Before the city instituted the ten-year-old technical rescue program, it depended on tow-truck drivers to rescue motorists caught in flash floods and amateur mountain-climbing clubs for high-angle mountain rescues. The latter added hours when minutes were critical.
Smith recalls a cold Thanksgiving morning 18 years ago, when the department was called to save a woman who slid off a cliff while frolicking with her boyfriend. She landed on a narrow and inaccessible ledge, and rescuers climbed down to her without so much as good hiking shoes. They had to use their belts and strips of their clothing to tie the woman into the stretcher, then haul her up with a hemp rope. She died en route to the hospital.
Now there are 60 TRTs centered at two stations (the second at 12th Street and Van Buren). They've gone through 240 hours of special training that ranges from digging out collapsed buildings or trenches to plucking people from the tops of palm trees. Or off the top of Camelback Mountain.
"If people had more judgment, there'd be a whole lot fewer of us," says TRT John Halter.
There's no shortage of stupid-hiker stories: older folks recovering from heart surgery who have been told to get exercise; when the big one hits them, the top of Squaw Peak is at least a three-hour ordeal to a cardiac ward. Half of the injuries, McDonald claims, are people in good shape who are running on the trail and lose their footing. "Running down's the best way to get hurt," he says, suicide on the knees even if you don't fall. "Another quarter of them, I wonder why they're even here," people with bald heads and no hats, without water, wearing sandals. "You want to ask them, 'What were you thinking?'"

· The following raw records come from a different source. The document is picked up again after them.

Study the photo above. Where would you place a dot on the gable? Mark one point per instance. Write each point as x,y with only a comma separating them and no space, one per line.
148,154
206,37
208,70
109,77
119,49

"We've had a lot of embarrassed fathers," Smith adds. Last year a dad who was fired up after taking a rudimentary climbing class took his two young sons and one of their friends to the base of "the Monk," a steep spire atop the cliffs of Echo Canyon. Climbing up is far easier than climbing down; the father hoped they'd all rappel down, but the boys froze in terror. When they didn't show up at home, their mom called for help. "She was not pleased," Smith punctuates.

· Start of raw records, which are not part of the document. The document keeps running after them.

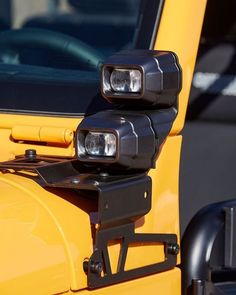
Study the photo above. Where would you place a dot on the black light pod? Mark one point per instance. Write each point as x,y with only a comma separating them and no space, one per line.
142,78
145,85
124,139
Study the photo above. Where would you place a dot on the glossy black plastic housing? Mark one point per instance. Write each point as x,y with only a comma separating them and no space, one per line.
161,78
136,140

One chilly night, McDonald encountered a "drunk and nekkid individual" on Shaw Butte. His girlfriend had abandoned him there. "No telling where she went to, and I have no idea how he lost his clothes," he says.
Couples climb to the mountaintops to share a bottle of wine and a sunset, then can't find the way down in the dark and drunkenness. Their cries for help resonate through Echo Canyon until the folks who live at the bottom call 911. Then the Phoenix Police Department sends a helicopter with a searchlight. Squaw Peak, alas, is far out of anyone's earshot. A couple years back, the TRTs say, two lovers hiked Camelback after dark, were overcome by passion, stripped down and went at it under the stars. When they finished, he rolled off, stood up on a rock to stretch and fell off a cliff to his death.